Use-case preset

Recruiting candidate screening cost calculator

Parse resume and JD into a fit score with reasoning; batch workload.

Each prompt contains a full resume (1–3 pages) plus a job description, totaling 4–8k tokens. Output is a score, a fit summary, and a list of qualification gaps — typically 300–600 tokens. The 85/15 ratio reflects the document-heavy input. Context is set to 16k to handle senior-role JDs that include detailed technical requirements alongside longer resumes.

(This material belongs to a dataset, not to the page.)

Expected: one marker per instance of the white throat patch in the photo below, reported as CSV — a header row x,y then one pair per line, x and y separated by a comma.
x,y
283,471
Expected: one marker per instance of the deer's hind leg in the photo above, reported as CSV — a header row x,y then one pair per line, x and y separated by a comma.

Batch processing is appropriate; hiring managers check results at the start of their shift, not in real time. Cached prompt percent is 30–40% because the JD repeats across all candidates for a given role, while the resume portion is unique each time. The main accuracy risk is false negatives — set up a calibration set with human-labeled decisions and measure recall before deploying. At scale, a small model fine-tuned on your labeled data often outperforms a large general model on this structured scoring task.

Recommended models

meta/llama-3.3-70b-instruct

Strong structured reasoning on document comparison tasks; reliable score calibration.

alibaba/qwen-2.5-72b-instruct

Good extraction accuracy on resume fields; competitive batch pricing.

mistralai/mistral-large-2

Low hallucination rate on qualification gap analysis; consistent output formatting.

deepseek/deepseek-r1-distill-llama-70b

Reasoning-optimized distill; useful when nuanced multi-criteria scoring is required.

cohere/command-r

Cost-effective for high-volume screening runs where budget is the primary constraint.